Last night I wrote a brief post about the idiot at the Chicago Tribune who wrote a stupid op-ed piece for her paper. If you missed it, please click here so I don’t have to recapitulate.
The outrage over Ms. McQueary’s ignorant op-ed piece has raged on all day on social media. The hashtag #FireMcQueary has even popped up. I don’t get it: this woman does not have the power or influence to inflict additional damage on people who were harmed by Hurricane Katrina. It’s 2015, not 2005. The recovery is not as strong as she depicted it, but we’re no longer on our knees and shouldn’t waste any more time on this stupid article. I certainly won’t.
I have the right to say this. I was in the trenches as a neighborhood leader, civic activist, and blogger in the aftermath of the storm. I fought the good fight for many years. It was sometimes necessary to correct and/or denounce erroneous statements by people who were ignorant of what was really happening in New Orleans. There’s a big difference between then and now: the idiotic statements were coming from people who could damage our chances to recover from the disaster. That’s why we jumped all over fools like Denny Hastert, Tom Delay, and other inside the beltway conservatives. They had the power to hurt us. Kristen McQueary does not.
I understand that people are raw and jittery over the impending 10th anniversary of the storm. We should, however, have a sense of perspective and proportion and not freak out because someone we’d never heard of used an inappropriate and downright moronic Katrina analogy. I would also like to point out that we’ve heard the same “clean slate” nonsense from influential New Orleanians including City Council members, powerful business people, and both post-K Mayors, Ray Nagin and Mitch Landrieu.
This whole episode reminds me why I wrote this on July, 27 as part of an Odds & Sods post:
Katrinaversary Ennui: There’s been a lot written in the local, national, and international media about the looming 10 year anniversary of Hurricane Katrina and the Federal Flood. I am skipping most of it even though some of it has been written by friends of mine. I lived it and dealt with the aftermath and neither need nor want to go there again. I spent 5+ years in the trenches fighting the good fight as both a blogger and activist and the endless rehashing is of no interest to me. I remember it well.
I am equally disinterested in any of the planned public anniversary celebrations; many of which have dueling perspectives on the state of the city 10 years after the flood. One camp sees pre-K New Orleans as an Edenic place free of hispters and greedy developers. The other camp sees pre-K New Orleans as a crime ridden hell hole with blighted housing,and too many poors. Neither side is right and they’re both out to sell an agenda that I’m not buying. I lived it and remember it well.
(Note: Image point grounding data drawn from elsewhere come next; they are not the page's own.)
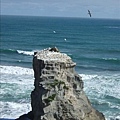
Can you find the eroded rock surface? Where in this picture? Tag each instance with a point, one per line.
(58, 93)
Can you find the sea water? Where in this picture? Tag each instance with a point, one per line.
(94, 44)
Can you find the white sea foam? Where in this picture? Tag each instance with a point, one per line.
(13, 110)
(105, 90)
(15, 70)
(26, 52)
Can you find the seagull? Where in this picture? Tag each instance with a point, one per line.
(89, 13)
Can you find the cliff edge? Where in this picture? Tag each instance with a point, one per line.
(58, 93)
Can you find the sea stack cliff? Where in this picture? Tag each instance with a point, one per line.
(58, 92)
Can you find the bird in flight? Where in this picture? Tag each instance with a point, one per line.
(89, 13)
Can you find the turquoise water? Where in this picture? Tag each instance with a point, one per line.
(94, 44)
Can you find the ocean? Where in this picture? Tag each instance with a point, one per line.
(94, 44)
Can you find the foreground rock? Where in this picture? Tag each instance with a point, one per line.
(58, 93)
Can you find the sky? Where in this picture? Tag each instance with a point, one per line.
(62, 8)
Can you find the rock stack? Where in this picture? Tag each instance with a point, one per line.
(58, 93)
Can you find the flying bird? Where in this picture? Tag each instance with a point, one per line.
(89, 13)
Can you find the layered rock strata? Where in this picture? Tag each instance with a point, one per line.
(58, 93)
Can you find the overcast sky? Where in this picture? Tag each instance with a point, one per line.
(62, 8)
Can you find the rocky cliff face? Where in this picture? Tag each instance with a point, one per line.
(58, 93)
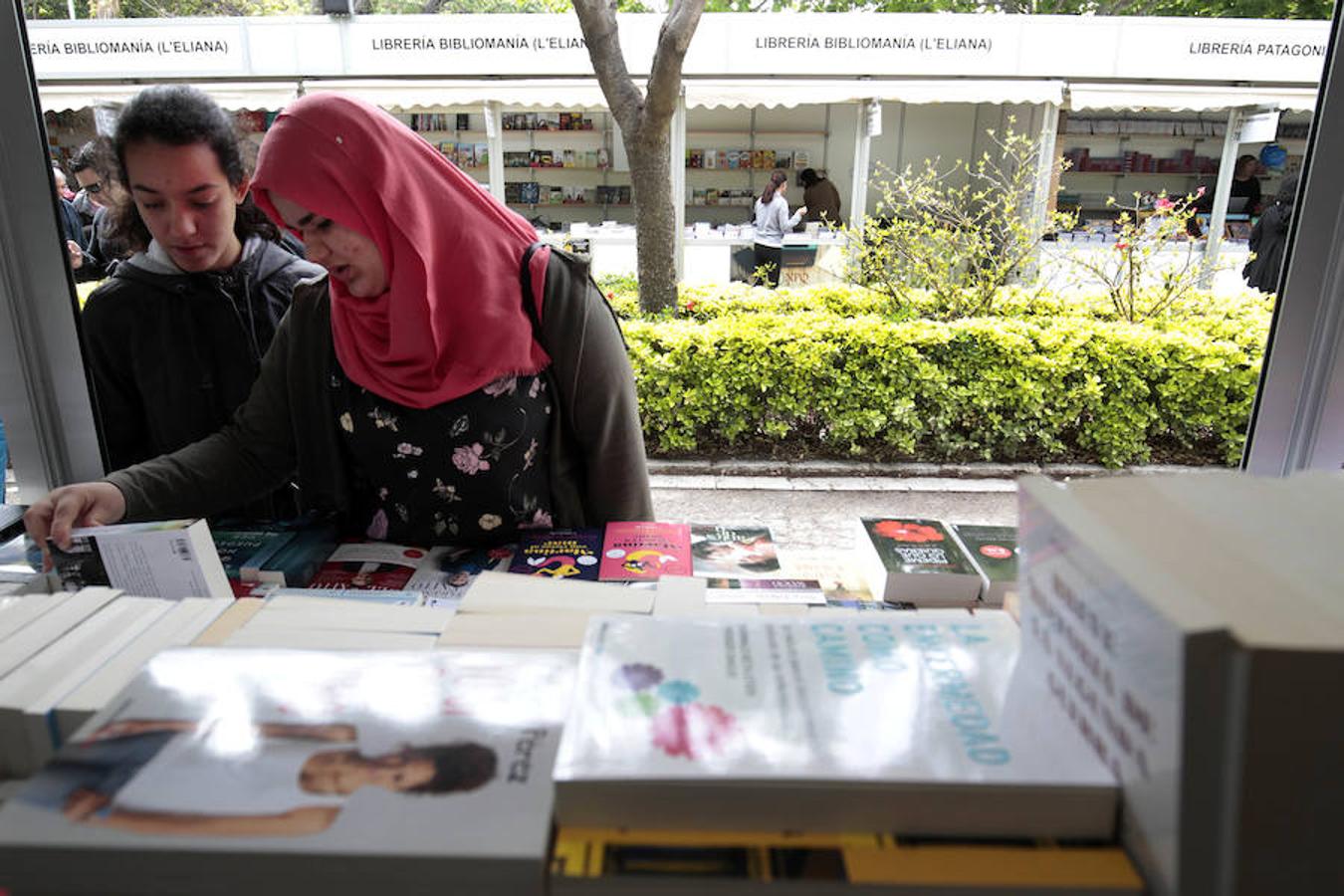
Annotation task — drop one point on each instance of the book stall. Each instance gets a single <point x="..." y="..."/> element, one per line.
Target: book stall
<point x="1108" y="702"/>
<point x="1149" y="105"/>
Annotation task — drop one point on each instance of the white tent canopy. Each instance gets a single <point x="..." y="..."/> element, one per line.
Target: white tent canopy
<point x="230" y="95"/>
<point x="789" y="93"/>
<point x="1180" y="97"/>
<point x="407" y="96"/>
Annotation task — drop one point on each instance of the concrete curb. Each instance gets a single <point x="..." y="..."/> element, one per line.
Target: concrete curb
<point x="862" y="469"/>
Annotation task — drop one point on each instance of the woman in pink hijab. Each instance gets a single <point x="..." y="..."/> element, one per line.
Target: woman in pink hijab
<point x="448" y="380"/>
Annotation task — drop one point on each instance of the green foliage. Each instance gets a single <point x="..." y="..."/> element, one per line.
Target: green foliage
<point x="1137" y="285"/>
<point x="957" y="233"/>
<point x="826" y="372"/>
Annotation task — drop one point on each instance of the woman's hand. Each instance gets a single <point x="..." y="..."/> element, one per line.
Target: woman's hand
<point x="70" y="507"/>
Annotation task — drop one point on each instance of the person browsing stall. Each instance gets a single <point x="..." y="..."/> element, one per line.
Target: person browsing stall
<point x="772" y="223"/>
<point x="176" y="335"/>
<point x="449" y="380"/>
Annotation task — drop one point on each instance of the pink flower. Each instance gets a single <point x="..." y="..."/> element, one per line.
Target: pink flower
<point x="468" y="458"/>
<point x="692" y="730"/>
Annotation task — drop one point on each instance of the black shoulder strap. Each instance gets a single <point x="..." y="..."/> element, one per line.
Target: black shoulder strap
<point x="529" y="296"/>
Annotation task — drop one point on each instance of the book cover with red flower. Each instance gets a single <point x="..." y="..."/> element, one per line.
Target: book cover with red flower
<point x="899" y="722"/>
<point x="645" y="551"/>
<point x="916" y="560"/>
<point x="368" y="564"/>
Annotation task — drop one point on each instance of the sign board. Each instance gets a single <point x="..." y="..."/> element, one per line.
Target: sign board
<point x="1260" y="127"/>
<point x="868" y="45"/>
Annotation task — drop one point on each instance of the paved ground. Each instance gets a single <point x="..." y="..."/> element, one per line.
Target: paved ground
<point x="818" y="512"/>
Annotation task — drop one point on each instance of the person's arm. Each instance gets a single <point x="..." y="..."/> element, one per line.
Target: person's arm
<point x="296" y="822"/>
<point x="593" y="372"/>
<point x="248" y="458"/>
<point x="121" y="407"/>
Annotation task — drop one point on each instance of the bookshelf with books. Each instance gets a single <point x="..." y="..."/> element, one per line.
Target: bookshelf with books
<point x="566" y="161"/>
<point x="459" y="134"/>
<point x="732" y="152"/>
<point x="1113" y="153"/>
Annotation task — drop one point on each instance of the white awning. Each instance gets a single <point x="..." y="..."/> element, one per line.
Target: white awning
<point x="1193" y="99"/>
<point x="771" y="93"/>
<point x="407" y="96"/>
<point x="230" y="95"/>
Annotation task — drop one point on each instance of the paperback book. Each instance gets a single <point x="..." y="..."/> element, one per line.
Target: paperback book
<point x="905" y="723"/>
<point x="738" y="551"/>
<point x="560" y="554"/>
<point x="994" y="550"/>
<point x="368" y="564"/>
<point x="171" y="559"/>
<point x="907" y="560"/>
<point x="231" y="770"/>
<point x="645" y="551"/>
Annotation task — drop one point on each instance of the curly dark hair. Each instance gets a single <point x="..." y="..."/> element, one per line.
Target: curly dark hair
<point x="180" y="115"/>
<point x="460" y="766"/>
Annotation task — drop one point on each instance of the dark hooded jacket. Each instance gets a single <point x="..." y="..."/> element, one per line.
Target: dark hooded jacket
<point x="1269" y="238"/>
<point x="172" y="354"/>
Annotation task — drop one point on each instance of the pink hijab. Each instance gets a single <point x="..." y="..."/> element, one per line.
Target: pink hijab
<point x="452" y="319"/>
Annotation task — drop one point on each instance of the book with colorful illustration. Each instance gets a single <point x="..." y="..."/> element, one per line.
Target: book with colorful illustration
<point x="287" y="770"/>
<point x="645" y="551"/>
<point x="368" y="564"/>
<point x="446" y="572"/>
<point x="910" y="560"/>
<point x="737" y="551"/>
<point x="560" y="554"/>
<point x="902" y="723"/>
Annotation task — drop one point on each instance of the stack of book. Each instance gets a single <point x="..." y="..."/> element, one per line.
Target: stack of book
<point x="64" y="656"/>
<point x="1191" y="627"/>
<point x="283" y="772"/>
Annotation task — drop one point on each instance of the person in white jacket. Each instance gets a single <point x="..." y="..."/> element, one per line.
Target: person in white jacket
<point x="773" y="222"/>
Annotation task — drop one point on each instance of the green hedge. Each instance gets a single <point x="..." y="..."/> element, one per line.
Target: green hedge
<point x="835" y="372"/>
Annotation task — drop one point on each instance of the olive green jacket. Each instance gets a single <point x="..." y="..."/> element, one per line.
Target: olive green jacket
<point x="287" y="429"/>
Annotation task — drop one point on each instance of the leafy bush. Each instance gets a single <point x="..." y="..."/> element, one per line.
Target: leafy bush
<point x="837" y="372"/>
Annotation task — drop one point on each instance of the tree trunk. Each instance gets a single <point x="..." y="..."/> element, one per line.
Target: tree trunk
<point x="645" y="127"/>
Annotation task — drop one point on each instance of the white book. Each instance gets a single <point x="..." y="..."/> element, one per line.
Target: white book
<point x="1179" y="618"/>
<point x="899" y="723"/>
<point x="176" y="627"/>
<point x="49" y="626"/>
<point x="167" y="559"/>
<point x="308" y="638"/>
<point x="275" y="773"/>
<point x="27" y="695"/>
<point x="20" y="610"/>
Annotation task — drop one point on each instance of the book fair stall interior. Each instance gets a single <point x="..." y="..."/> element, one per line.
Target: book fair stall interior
<point x="1112" y="696"/>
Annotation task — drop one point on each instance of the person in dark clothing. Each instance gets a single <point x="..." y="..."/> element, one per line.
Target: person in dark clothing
<point x="1269" y="238"/>
<point x="1244" y="183"/>
<point x="175" y="337"/>
<point x="100" y="249"/>
<point x="820" y="196"/>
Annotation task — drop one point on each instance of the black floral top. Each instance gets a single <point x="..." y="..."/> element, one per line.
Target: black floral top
<point x="467" y="472"/>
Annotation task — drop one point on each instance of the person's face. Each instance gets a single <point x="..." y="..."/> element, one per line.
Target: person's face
<point x="185" y="202"/>
<point x="351" y="257"/>
<point x="344" y="772"/>
<point x="93" y="185"/>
Until yesterday, I kept to my policy of neither reading about nor responding to any articles about the event that changed all our lives in New Orleans. I *almost* regret making an exception and responding to McQueary’s malakatude, but it had to be done. This is the last time I’m doing this.
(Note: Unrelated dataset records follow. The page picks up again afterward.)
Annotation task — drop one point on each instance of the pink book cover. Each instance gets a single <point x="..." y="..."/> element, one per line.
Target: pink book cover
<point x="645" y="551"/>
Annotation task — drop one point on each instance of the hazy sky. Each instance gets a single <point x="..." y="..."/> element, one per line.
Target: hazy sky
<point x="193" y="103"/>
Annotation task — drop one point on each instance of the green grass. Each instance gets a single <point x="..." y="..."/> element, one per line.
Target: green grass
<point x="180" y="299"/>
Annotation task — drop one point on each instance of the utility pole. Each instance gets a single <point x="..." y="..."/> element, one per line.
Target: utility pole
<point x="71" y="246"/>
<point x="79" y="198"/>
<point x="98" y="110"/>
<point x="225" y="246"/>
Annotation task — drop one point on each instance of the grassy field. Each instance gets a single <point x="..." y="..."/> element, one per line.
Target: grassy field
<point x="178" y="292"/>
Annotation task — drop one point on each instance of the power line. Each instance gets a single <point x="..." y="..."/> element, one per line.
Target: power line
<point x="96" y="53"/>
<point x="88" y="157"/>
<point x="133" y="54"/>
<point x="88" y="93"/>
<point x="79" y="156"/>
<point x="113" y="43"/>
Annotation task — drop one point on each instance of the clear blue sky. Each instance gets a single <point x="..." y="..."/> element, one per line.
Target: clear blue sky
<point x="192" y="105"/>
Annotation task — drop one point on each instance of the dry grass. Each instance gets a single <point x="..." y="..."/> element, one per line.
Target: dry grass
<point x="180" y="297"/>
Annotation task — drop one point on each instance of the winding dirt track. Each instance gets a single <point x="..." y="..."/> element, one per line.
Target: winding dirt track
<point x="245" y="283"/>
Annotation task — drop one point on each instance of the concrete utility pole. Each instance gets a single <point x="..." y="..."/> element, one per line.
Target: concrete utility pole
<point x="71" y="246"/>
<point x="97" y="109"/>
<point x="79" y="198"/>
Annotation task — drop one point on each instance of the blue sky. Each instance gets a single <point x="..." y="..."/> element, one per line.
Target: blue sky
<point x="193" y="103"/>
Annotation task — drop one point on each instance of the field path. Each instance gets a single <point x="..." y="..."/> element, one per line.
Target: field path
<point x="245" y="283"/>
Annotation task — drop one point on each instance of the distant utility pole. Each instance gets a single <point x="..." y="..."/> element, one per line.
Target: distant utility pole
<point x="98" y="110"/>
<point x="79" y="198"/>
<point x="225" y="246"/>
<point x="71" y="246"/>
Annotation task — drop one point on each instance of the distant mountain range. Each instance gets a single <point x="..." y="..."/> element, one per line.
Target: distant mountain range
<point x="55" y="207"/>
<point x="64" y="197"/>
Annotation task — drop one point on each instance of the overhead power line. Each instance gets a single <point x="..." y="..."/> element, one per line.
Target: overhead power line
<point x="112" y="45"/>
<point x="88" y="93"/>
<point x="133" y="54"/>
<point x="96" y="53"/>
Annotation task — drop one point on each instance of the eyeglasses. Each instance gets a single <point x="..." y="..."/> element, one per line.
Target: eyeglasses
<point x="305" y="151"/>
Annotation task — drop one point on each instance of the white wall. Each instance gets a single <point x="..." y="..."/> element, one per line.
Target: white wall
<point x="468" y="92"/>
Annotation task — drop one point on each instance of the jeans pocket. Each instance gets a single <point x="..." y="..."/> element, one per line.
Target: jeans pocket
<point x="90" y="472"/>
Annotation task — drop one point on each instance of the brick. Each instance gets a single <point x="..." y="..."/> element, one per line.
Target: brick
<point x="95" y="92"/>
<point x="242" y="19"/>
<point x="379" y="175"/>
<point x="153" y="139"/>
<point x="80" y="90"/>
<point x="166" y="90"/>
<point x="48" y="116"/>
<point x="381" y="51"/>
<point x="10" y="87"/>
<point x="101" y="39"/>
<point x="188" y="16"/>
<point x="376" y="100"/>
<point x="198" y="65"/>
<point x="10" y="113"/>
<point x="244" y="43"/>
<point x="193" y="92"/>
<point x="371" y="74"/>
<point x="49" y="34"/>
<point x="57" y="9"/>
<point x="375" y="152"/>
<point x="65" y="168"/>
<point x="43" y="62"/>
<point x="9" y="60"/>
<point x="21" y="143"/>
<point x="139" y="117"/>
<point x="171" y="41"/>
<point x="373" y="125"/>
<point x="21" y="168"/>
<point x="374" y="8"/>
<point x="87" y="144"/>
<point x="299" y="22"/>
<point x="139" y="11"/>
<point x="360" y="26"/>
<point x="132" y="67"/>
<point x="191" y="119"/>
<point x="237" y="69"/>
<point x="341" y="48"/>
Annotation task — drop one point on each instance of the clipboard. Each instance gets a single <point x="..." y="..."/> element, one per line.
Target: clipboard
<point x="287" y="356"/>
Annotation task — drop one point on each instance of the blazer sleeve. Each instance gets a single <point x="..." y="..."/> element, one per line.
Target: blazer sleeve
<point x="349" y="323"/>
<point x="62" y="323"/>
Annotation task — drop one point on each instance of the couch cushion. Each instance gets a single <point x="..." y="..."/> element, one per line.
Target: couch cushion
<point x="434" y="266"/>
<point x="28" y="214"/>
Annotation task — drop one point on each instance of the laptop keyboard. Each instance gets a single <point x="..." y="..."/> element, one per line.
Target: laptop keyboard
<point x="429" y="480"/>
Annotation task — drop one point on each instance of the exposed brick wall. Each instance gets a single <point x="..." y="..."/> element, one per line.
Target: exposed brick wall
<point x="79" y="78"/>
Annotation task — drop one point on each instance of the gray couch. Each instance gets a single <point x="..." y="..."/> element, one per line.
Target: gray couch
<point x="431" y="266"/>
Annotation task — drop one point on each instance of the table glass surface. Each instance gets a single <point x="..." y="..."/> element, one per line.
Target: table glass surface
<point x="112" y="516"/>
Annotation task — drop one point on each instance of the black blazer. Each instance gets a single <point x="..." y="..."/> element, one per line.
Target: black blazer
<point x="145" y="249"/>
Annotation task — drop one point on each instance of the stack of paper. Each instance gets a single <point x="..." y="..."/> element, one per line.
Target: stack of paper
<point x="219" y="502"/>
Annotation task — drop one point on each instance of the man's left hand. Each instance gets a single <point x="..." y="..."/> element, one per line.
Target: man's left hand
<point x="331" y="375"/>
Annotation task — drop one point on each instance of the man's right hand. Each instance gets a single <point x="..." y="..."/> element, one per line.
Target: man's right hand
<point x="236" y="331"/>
Our current adversaries are pissants and cannot harm us in any tangible way. I want to be a semi-normal person living a semi-normal life in a semi-normal city. I don’t want to spend any more time fighting with the likes of Statehouse Chick. I’m done, and I wish everyone would put away their virtual torches and pitchforks and stop obsessing over what I called A Stupid Piece By An Ignorant Person. That’s all it is: she’s not a dragon that needs slaying. Instead, she’s a rather puny lizard of the sort your cat might leave on the mat if she had nothing better to do. We have better things to do.
It’s time to heed the advice of Graham Parker and get over it and move on:
Our regularly scheduled programming will resume at the stroke of midnight with the latest edition of Saturday Odds & Sods. We all need a laugh after the last few days.
Repeat after me: Get over it and move on.
Disagree. She and others can and do hurt us. It is imperative to respond as wrathfully as possible. Otherwise, New Orleans is the mat, she is the cat, and we are the lizard of which you speak.
One day of it was fine by me. The second day was overkill: she’s a guppy, not a whale.